This talk will present a general inverse problem framework for array processing systems, which allows us to describe both the acquisition hardware and the scene being acquired. Under this framework we can exploit prior knowledge on the scene, the system, and the nature of a variety of errors that might occur, allowing for significant improvements in the reconstruction accuracy. Furthermore, we can consider the design of the system itself in the context of the inverse problem, leading to designs that are more efficient, more accurate, or less expensive, depending on the application. We will explore applications of this model to LIDAR and depth sensing, radar and distributed radar, and ultrasonic sensing. In the context of these applications, we will describe how different models can lead to improved specifications in radar and ultrasonic systems, robustness to position and timing errors in distributed array systems, and cost reduction and new capabilities in LIDAR systems.

 

 

Leonardo Lizzi
University Côte d’Azur

Leonardo Lizzi is currently an Associate Professor at the University Côte d’Azur, France. He received the master’s degree in Telecommunication Engineering and the Ph.D. degree in Information and Communication Technology from the University of Trento, Italy, in 2007 and 2011, respectively. During his Ph.D. he has been visiting researcher at the Pennsylvania State University, USA, and the University of Nagasaki, Japan. From 2011 to 2014 he was Post-Doctoral researcher at the Laboratory of Electronics, Antennas and Telecommunications (LEAT) of the University Nice – Sophia Antipolis, France. At the moment, his research focuses on reconfigurable, miniature, multi-standards antennas for Internet-of-Things applications, wearable devices and 5G terminals. He is the coordinator of the European School of Antennas (ESoA) Ph.D. course on “Antennas and Rectennas for IoT Applications”. He is co-author of more than 110 papers in international journals and conference proceedings.
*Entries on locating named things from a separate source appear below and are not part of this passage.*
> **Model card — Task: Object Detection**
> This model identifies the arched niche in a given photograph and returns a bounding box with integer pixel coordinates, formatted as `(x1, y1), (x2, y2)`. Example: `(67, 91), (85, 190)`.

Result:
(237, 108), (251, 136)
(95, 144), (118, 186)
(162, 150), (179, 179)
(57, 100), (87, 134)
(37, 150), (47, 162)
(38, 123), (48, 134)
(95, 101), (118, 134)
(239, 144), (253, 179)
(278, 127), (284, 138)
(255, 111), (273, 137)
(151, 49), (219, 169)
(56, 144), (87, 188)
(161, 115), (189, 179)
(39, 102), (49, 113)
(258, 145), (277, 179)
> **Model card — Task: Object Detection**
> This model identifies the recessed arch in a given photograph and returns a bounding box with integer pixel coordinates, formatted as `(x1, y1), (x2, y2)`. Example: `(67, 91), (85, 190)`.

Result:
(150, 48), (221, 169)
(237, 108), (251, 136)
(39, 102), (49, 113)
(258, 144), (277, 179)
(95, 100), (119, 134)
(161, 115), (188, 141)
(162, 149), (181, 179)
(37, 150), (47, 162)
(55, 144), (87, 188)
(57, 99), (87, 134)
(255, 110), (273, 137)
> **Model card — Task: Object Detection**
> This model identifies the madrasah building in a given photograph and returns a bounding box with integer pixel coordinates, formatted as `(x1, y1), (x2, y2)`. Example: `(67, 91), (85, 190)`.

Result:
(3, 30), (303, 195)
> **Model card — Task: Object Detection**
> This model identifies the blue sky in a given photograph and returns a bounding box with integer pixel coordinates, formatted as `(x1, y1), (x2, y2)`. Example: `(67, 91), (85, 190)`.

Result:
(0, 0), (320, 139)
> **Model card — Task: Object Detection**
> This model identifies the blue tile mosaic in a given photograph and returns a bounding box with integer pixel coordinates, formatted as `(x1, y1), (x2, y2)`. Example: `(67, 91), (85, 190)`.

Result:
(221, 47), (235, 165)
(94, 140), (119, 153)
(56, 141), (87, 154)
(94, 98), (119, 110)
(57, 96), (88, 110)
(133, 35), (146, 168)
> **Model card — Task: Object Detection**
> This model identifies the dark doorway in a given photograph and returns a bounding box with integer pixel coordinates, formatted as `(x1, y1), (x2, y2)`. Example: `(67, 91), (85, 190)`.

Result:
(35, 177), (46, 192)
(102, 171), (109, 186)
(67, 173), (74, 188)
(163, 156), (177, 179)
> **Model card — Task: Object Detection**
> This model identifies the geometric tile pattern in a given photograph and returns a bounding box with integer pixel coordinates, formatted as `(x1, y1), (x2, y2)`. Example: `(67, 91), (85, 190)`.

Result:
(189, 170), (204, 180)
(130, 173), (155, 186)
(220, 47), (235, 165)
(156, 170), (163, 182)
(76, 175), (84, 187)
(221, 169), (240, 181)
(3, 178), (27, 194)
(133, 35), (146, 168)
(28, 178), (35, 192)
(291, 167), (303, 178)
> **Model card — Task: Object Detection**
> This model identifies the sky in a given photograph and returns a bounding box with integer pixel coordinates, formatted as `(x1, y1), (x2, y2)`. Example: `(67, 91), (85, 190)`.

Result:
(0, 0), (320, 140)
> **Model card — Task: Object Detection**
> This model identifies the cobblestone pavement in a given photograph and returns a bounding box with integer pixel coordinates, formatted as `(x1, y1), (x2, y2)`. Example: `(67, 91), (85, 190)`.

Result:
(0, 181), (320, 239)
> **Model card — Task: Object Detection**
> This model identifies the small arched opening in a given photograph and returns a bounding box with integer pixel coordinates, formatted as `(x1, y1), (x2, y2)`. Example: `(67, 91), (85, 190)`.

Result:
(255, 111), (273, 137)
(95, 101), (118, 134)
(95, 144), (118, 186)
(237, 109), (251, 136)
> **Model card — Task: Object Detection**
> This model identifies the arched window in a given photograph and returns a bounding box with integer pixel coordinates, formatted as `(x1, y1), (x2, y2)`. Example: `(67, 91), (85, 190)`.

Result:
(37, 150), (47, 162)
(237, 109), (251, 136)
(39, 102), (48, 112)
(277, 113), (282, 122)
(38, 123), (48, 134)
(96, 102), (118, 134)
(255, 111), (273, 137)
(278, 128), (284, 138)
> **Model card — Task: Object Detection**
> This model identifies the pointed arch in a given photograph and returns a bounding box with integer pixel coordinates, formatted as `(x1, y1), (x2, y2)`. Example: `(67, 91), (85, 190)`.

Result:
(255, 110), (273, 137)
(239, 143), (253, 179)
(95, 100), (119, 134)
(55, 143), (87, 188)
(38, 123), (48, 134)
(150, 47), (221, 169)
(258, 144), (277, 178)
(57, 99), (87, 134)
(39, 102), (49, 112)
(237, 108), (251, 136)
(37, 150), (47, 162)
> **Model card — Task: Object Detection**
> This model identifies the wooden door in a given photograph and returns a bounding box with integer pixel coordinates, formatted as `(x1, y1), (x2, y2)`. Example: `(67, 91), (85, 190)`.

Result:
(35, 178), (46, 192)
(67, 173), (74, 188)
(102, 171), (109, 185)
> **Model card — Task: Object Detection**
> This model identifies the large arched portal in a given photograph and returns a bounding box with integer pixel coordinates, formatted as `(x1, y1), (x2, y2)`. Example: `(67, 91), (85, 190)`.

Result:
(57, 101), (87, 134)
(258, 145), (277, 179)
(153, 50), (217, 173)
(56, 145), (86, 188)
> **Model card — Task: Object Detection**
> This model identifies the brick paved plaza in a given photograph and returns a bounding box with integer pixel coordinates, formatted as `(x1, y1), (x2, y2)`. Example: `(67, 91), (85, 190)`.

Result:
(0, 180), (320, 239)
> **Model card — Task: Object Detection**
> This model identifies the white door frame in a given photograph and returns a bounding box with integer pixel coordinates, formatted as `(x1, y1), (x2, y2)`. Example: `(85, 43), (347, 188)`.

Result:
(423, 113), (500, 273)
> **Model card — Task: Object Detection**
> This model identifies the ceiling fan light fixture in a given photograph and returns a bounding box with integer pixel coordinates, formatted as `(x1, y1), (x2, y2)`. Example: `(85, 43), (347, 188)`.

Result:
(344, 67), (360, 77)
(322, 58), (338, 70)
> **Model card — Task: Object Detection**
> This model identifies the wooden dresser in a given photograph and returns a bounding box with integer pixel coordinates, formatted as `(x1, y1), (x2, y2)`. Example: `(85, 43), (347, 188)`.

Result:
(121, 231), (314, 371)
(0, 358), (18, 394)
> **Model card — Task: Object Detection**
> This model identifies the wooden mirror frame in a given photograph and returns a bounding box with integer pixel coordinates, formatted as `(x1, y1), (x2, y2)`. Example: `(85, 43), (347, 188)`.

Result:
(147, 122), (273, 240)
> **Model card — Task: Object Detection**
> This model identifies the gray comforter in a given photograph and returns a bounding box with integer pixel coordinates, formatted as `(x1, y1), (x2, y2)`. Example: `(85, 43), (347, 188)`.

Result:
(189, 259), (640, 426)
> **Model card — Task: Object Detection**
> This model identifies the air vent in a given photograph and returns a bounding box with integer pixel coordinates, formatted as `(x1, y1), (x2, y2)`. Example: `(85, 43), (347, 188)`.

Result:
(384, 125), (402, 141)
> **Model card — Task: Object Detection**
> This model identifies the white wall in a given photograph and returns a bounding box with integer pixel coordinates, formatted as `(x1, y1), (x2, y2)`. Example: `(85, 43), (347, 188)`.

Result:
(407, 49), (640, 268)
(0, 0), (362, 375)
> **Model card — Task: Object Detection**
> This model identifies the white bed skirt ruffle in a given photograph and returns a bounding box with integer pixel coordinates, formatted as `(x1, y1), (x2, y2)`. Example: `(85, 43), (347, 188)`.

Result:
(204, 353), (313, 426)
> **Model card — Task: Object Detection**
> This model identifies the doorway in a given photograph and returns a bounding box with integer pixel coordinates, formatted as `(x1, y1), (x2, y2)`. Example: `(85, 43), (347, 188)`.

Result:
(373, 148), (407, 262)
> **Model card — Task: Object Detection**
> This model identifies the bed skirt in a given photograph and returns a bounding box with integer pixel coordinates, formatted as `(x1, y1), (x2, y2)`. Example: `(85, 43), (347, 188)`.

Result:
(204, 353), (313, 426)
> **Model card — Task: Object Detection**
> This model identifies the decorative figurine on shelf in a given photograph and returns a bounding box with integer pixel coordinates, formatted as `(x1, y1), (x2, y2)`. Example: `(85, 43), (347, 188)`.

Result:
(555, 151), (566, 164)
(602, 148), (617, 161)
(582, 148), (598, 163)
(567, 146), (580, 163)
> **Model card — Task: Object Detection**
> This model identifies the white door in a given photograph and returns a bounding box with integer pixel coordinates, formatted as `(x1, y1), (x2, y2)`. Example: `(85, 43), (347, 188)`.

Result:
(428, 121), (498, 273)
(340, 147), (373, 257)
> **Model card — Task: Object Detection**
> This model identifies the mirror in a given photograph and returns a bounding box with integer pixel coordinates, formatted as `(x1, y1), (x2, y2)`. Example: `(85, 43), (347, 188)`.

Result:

Antennas for future IoT devices: challenges and perspectives

Abstract: Last years have seen the spreading of the Internet-of-Things (IoT) idea, for which any kind of object should be equipped with wireless connectivity to communicate and share information over the internet. This paradigm will be disruptive by changing the way people interact with their environment, such as at home, at work, in transportation, etc. This implies that standard telecommunication aspects must be revised to match the IoT challenges. This led for example to the development of ultra-sensitive modulation schemes thanks to lower bandwidth requirements or the definition of new protocols capable of dealing with the tremendous number of connected objects and enabling compatibility between heterogeneous devices.
In this framework, this talk will focus on the antenna design problem, which must be also completely rethought. Differently from classical approaches, the design of IoT antennas can neglect the bandwidth requirements and focus on other aspects, such as strong miniaturization. On the other hand, depending on the application at hand, aspects as antenna efficiency or environmental sensitivity become particularly important and must be carefully considered. During the talk, several examples of antennas integrated into IoT devices and developed for different industrial and research projects will be presented and discussed.